In 2012, the company was facing significant changes in the photography market and was forced to file for bankruptcy. During a restructuring exercise, Kodak sold a portfolio of over 1,100 digital imaging patents for $525 million and emerged from bankruptcy in 2013 with a focus on commercial print and advanced materials & chemicals.

Kodak’s journey reminds us, from an IP standpoint, that protecting and valuing your intellectual property—your intangible assets—is important; it can be the difference between success and failure.

And this is nothing new. Long before “IP” was a fashionable term, value mattered. Medieval artisans used makers’ marks to show origin and quality. Renaissance inventors secured patents to profit from their creations. Writers fought for control of their manuscripts to protect their rights, knowing that ownership and value were inseparable. Today, it is just called Intellectual Property—evidence that intangible assets have always been essential to success.

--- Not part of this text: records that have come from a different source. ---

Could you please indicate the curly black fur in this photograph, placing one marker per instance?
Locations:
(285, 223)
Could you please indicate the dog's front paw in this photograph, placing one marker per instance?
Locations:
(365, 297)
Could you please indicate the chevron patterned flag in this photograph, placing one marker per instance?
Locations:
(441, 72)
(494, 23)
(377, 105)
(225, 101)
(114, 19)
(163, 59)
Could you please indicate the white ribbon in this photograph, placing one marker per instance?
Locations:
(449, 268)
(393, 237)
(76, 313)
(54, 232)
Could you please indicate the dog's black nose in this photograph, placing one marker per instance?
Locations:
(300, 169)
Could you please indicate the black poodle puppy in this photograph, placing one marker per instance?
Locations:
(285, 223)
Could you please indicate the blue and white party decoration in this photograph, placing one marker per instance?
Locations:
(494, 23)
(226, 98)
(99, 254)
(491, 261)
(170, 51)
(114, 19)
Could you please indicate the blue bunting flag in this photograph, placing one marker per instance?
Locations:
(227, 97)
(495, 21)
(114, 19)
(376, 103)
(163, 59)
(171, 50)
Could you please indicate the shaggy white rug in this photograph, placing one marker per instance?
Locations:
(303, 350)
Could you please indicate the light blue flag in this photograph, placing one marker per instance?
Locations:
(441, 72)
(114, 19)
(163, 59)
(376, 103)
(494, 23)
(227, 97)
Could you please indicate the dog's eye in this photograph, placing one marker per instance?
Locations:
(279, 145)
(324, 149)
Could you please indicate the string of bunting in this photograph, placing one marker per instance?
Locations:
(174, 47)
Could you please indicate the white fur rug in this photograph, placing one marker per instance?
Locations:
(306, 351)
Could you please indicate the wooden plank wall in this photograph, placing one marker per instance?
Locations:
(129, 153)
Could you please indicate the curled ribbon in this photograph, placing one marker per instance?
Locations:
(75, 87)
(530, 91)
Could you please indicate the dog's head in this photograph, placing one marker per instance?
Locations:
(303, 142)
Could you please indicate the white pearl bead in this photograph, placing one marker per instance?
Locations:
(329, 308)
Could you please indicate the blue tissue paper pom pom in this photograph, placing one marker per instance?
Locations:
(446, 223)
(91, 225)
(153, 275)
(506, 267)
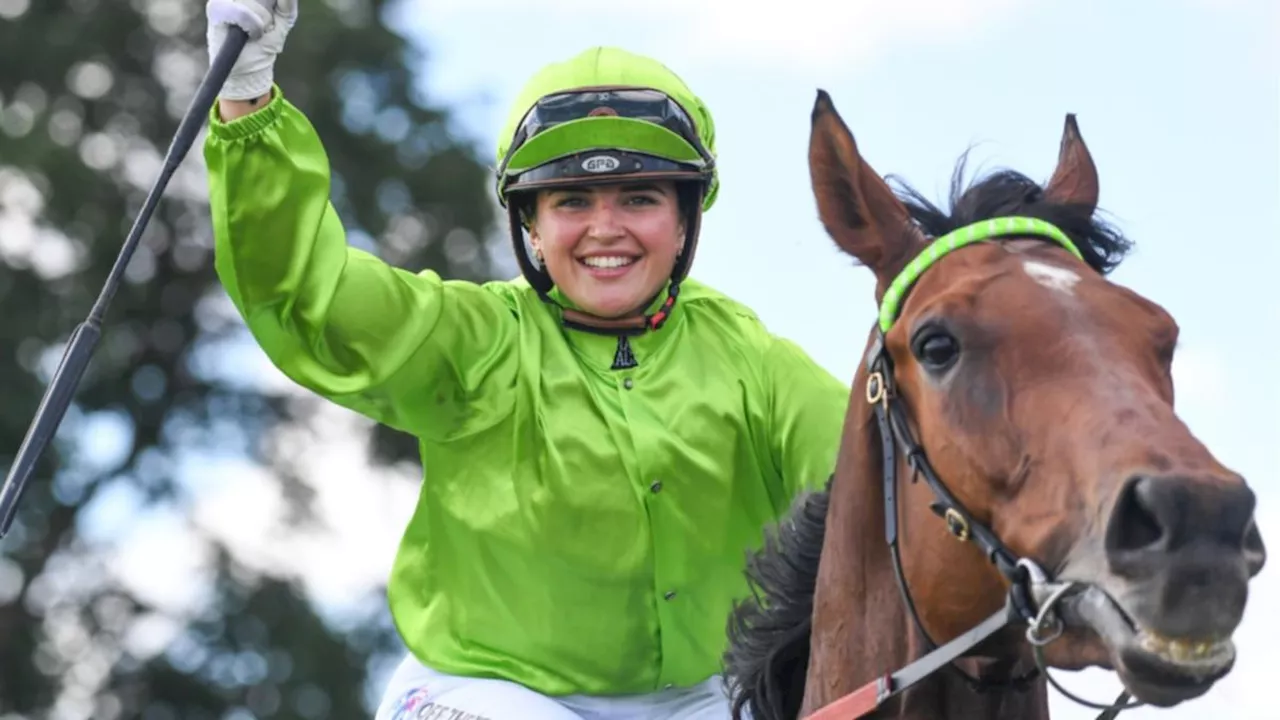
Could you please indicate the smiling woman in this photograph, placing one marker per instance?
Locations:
(609, 249)
(597, 458)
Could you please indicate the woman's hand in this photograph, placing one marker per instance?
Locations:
(268, 22)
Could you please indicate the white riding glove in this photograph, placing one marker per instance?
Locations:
(266, 22)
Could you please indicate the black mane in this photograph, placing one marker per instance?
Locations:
(768, 652)
(1009, 192)
(768, 634)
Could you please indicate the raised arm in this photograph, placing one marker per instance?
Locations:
(414, 351)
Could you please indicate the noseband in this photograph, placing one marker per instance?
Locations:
(1032, 596)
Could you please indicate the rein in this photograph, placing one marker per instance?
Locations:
(1032, 597)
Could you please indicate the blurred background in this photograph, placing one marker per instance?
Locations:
(206, 541)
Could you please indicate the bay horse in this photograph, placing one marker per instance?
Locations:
(1034, 399)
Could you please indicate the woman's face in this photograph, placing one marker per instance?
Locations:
(609, 249)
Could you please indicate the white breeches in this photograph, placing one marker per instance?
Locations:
(420, 693)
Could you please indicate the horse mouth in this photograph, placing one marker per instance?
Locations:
(1159, 670)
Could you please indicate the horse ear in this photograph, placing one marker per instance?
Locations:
(855, 205)
(1075, 180)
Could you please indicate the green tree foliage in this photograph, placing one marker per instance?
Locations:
(90, 95)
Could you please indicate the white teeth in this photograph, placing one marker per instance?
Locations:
(608, 260)
(1188, 652)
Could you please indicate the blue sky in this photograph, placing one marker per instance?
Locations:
(1178, 100)
(1179, 103)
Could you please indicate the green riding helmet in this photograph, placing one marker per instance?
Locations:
(607, 115)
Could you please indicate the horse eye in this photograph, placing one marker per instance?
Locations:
(936, 349)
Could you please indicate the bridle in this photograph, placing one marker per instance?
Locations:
(1032, 596)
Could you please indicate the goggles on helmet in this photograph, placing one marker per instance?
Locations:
(593, 135)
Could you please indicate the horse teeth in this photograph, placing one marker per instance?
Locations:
(1185, 651)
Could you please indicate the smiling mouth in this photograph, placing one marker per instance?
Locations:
(608, 261)
(1159, 669)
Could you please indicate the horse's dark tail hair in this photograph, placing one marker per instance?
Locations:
(768, 648)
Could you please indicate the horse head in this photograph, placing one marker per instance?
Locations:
(1034, 397)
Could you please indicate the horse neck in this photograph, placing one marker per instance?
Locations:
(860, 627)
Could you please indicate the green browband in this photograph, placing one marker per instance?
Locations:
(956, 238)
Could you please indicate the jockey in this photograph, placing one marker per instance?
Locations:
(603, 438)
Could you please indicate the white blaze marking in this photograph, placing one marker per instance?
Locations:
(1051, 276)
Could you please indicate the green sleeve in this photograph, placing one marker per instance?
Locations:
(807, 415)
(424, 355)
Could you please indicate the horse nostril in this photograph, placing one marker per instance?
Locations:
(1255, 550)
(1138, 520)
(1166, 514)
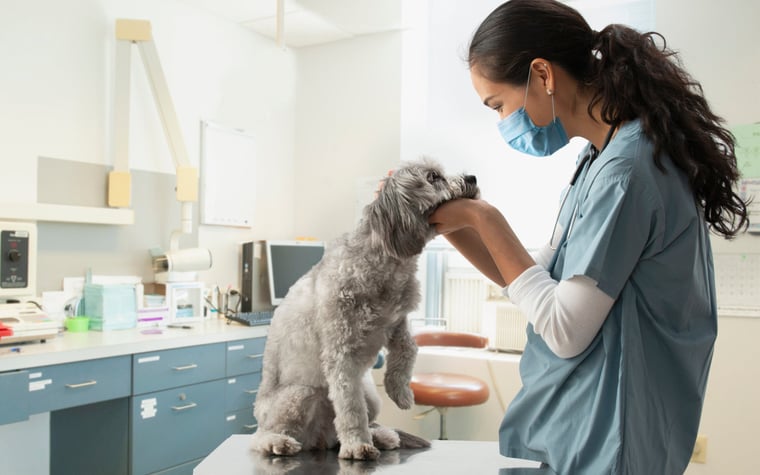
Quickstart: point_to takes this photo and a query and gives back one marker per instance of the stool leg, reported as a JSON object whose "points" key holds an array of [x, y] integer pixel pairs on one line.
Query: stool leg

But how do you value intangibles? The methodologies are familiar—income, market, cost—but they are only the surface. They give numbers but not meaning. To understand value, you have to look beneath the calculation and ask harder questions like: why do customers come to you in the first place, and why do they stay?

For some businesses, it is the trademark—a symbol that, over time, has come to embody trust, it is the reputation of a name: credibility that stretches far beyond the confines of a balance sheet, opening doors in new markets or securing partnerships others cannot. In technology-driven sectors, it may be a patent portfolio that creates tangible commercial value, from attracting investors and securing partnerships to opening up new revenue streams through licensing and sales.

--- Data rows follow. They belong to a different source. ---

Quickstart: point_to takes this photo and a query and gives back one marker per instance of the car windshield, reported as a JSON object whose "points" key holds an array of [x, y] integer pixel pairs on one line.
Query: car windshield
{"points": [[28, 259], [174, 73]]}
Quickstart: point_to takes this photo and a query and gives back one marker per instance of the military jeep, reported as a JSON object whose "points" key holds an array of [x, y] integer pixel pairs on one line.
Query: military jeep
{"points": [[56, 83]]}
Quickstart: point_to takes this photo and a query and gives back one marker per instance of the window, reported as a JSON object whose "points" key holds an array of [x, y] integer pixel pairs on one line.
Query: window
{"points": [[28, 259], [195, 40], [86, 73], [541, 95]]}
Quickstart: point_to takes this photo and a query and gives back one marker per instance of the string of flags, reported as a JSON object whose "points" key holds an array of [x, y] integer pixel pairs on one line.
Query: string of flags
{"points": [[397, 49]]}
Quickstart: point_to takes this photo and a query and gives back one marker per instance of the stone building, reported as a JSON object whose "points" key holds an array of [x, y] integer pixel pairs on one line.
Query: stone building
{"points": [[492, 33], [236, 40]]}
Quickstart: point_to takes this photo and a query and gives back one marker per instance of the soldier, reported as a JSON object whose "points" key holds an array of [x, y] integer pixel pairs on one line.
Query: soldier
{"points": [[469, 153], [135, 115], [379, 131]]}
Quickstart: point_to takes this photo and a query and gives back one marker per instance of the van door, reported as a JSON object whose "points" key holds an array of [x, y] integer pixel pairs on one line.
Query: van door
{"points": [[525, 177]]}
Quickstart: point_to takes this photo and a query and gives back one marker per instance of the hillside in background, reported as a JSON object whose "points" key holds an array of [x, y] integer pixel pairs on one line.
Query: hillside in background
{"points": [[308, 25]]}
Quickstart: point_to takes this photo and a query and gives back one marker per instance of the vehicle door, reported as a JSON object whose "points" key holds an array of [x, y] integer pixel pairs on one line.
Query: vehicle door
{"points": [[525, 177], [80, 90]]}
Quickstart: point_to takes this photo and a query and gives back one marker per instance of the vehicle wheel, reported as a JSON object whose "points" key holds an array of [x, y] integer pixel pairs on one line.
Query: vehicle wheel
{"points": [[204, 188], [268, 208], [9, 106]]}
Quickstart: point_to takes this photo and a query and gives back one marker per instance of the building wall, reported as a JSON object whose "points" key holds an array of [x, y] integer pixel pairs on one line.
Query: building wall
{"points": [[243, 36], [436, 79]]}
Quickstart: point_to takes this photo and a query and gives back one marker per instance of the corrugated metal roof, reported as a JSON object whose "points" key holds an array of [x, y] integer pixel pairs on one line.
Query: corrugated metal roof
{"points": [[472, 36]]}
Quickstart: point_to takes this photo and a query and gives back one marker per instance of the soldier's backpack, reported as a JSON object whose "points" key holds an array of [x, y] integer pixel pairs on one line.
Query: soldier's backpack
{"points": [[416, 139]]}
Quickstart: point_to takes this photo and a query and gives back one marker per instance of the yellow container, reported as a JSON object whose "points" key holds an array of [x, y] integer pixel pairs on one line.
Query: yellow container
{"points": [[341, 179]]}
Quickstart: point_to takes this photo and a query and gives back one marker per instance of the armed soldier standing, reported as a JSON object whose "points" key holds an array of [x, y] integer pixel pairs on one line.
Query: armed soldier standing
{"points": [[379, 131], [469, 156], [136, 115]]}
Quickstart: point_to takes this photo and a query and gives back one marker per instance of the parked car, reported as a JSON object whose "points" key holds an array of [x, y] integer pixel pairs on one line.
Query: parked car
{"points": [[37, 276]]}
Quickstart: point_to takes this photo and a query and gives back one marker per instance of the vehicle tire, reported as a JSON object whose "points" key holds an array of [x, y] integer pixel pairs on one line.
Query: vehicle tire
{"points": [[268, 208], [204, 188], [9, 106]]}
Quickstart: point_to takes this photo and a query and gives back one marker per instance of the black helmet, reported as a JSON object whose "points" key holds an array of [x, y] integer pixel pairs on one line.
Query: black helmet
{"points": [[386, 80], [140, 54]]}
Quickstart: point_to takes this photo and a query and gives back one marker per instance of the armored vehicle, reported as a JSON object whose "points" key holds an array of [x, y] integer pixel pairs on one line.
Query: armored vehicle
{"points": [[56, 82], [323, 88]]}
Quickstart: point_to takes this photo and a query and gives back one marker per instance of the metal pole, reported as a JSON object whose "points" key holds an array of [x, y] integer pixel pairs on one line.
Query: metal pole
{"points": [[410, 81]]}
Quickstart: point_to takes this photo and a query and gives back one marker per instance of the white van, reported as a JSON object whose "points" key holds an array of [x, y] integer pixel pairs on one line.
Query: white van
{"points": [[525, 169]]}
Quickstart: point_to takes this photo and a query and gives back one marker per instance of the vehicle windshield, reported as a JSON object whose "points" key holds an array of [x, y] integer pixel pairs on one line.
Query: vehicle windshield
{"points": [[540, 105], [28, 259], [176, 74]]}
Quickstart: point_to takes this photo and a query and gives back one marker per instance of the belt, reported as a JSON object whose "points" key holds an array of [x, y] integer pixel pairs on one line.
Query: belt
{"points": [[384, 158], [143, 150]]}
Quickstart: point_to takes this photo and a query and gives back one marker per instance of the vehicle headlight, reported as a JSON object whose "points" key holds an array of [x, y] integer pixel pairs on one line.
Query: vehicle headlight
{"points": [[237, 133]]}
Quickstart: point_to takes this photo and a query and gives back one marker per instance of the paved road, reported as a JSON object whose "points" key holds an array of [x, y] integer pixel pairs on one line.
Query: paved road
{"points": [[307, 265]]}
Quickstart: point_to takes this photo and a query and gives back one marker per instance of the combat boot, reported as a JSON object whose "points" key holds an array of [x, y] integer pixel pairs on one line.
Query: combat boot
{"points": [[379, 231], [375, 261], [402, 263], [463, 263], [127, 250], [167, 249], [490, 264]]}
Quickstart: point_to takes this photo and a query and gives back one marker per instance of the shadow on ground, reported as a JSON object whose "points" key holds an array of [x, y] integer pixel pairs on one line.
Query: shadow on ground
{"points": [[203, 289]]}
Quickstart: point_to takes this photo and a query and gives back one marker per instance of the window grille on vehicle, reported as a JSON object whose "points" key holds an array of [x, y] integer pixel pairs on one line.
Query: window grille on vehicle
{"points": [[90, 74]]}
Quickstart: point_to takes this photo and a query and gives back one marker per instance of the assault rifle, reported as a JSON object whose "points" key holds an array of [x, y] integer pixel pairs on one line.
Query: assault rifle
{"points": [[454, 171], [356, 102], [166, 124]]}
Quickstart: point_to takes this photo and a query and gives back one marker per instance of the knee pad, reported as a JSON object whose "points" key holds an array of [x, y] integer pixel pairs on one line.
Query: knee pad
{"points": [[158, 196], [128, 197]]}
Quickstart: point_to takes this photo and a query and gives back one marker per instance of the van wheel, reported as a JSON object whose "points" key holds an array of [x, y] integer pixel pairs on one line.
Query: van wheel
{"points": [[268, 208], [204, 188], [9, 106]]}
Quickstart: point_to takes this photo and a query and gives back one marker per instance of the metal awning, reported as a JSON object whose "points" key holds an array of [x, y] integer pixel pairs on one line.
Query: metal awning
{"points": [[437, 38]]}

Designs, too, can be a decisive factor: the shape, look, or feel of a product that differentiates it in a crowded market drives customer choice, creating value that may not be obvious at first glance. Then there are the more elusive intangibles: know-how embedded in teams and processes; confidential information, data that competitors would pay to access, and these are other examples.

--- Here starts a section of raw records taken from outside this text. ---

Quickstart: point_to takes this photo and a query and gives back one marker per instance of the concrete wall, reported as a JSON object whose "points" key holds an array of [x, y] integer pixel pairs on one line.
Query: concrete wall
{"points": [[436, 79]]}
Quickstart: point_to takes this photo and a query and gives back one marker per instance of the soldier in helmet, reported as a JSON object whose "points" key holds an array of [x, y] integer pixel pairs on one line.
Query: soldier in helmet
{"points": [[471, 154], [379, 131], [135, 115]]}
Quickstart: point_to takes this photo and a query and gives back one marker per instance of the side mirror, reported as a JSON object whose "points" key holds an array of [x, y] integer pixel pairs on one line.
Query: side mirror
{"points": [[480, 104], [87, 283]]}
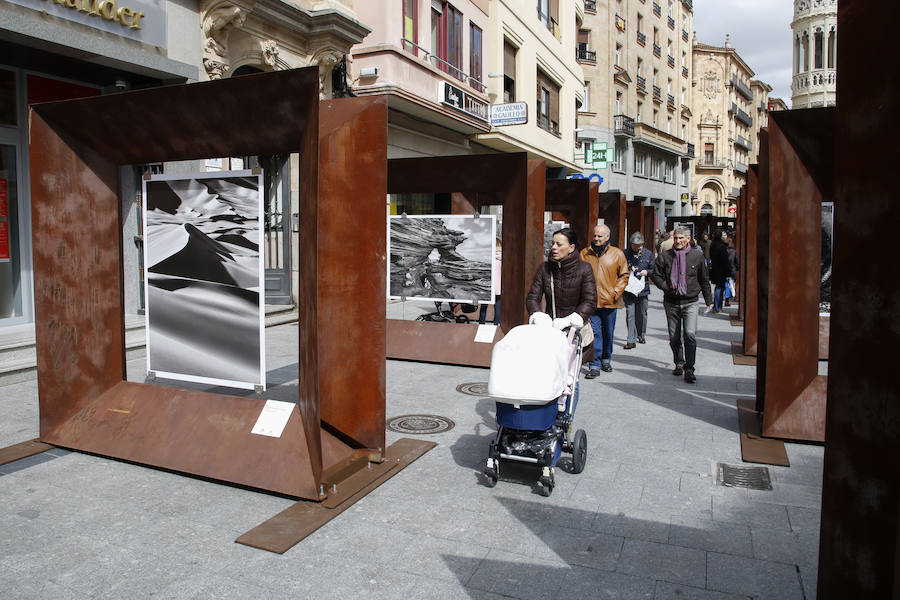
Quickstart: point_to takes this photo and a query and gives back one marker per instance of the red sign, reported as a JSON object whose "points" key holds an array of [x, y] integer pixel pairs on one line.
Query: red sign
{"points": [[4, 222]]}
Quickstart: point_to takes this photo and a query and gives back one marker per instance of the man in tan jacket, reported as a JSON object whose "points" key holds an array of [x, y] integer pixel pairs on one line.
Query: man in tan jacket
{"points": [[611, 274]]}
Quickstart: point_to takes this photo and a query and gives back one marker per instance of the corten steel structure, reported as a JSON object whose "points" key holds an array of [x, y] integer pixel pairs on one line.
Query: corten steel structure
{"points": [[859, 552], [85, 402], [800, 167], [577, 201], [509, 180], [612, 211]]}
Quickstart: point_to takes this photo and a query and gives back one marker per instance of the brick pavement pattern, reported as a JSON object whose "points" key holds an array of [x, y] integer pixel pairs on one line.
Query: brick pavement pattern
{"points": [[644, 520]]}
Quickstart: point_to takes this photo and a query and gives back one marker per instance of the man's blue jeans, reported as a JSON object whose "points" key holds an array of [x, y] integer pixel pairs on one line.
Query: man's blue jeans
{"points": [[603, 322], [682, 321]]}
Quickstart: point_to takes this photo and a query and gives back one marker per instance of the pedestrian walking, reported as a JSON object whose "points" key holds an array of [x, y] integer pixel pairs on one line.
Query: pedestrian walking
{"points": [[640, 264], [719, 268], [611, 275], [682, 276]]}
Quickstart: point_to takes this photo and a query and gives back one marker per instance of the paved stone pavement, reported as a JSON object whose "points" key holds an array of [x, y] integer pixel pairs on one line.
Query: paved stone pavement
{"points": [[644, 520]]}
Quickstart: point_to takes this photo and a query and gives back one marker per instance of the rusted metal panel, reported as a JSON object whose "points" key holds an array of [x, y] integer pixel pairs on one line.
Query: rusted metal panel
{"points": [[859, 551], [349, 284], [76, 148], [612, 210], [795, 392], [508, 180]]}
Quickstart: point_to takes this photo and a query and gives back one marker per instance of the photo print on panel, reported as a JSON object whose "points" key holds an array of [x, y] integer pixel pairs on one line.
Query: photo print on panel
{"points": [[442, 257], [204, 278]]}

Some of these assets are visible and can be documented, while others are less obvious, existing only in the habits of a workforce or the loyalty of a client base. Some are durable and others can be fragile. Yet together, they form the mosaic of value that every business relies upon, whether or not it is acknowledged.

A spreadsheet can model projected returns, but it cannot explain why those returns are possible—or what might cause them to disappear. True valuation means tracing the link between intangible assets and human behaviour: how customers make choices, how competitors position themselves, and how markets evolve. That is where the real story of value emerges.